Back when Angus was still Cletus the Foetus, my dreams for his future were modest: Captain of the Wallabies, Australian Prime Minister, and a Nobel prize of some description. But once Cletus the Foetus did leave us (#rhymetime) and our son became a squawking reality, my ambitions changed – I want our little boy to grow into a man who is happy within himself, comfortable and confident enough to pursue the kind of life that will bring him joy and satisfaction. Still ambitious, I know, but it matters to me that the path he finds is of his own choosing, and not mine. (I also hope that he doesn’t turn into a wanker, but there really is only so much I can control).
Recently, however, my resolve to let him become his own little man has started to waver. Because it looks like the path he might be leaning towards, is to become a bloody right-hander.
One thing that our little dance with procreation has taught me, is that when it comes to the physical, I have clearly passed on my recessive genes – Angus looks like a miniature version of Andrew. Except, perhaps, the curls and the nose, but as my grandmother pointedly remarked, “Don’t worry, his nose will change as he gets older.” So I have been quietly waiting and watching, looking for glimpses of my familial traits to shine through as Angus develops.
Andrew and I are both left-handers (quick fact-check – genes may predispose left-handedness but aren’t directly causal). But given the potential influence of both nature and nurture, in my role as primary carer then I am providing Angus with genetic and behavioural road maps to becoming a lefty. So I’ve been optimistic that perhaps my son will develop a preference for left-handedness. Just like Mum. (And, okay, just like Dad too, but let’s overlook that technicality for the moment).

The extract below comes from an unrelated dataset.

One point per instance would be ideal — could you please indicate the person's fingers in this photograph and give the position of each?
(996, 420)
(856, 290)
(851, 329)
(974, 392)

Alas, it does not appear that Angus is heading down the mollydooker path. While he does throw overarm both left and right, his right is clearly more powerful and closer to target. When I place the spoon in the middle of his plate (okay, occasionally to the left of centre), more often than not it is his right arm reaching out to grab the handle. The left hand can manage a few shaky laps of the spoon between plate and mouth, but the right hand will only stay on the sidelines for so long before it swoops in to shovel food palm-first into his mouth. Mum is providing as many opportunities as she can for that little left hand to demonstrate its potential, but that chubby right hand seems pretty determined to assert its dominance.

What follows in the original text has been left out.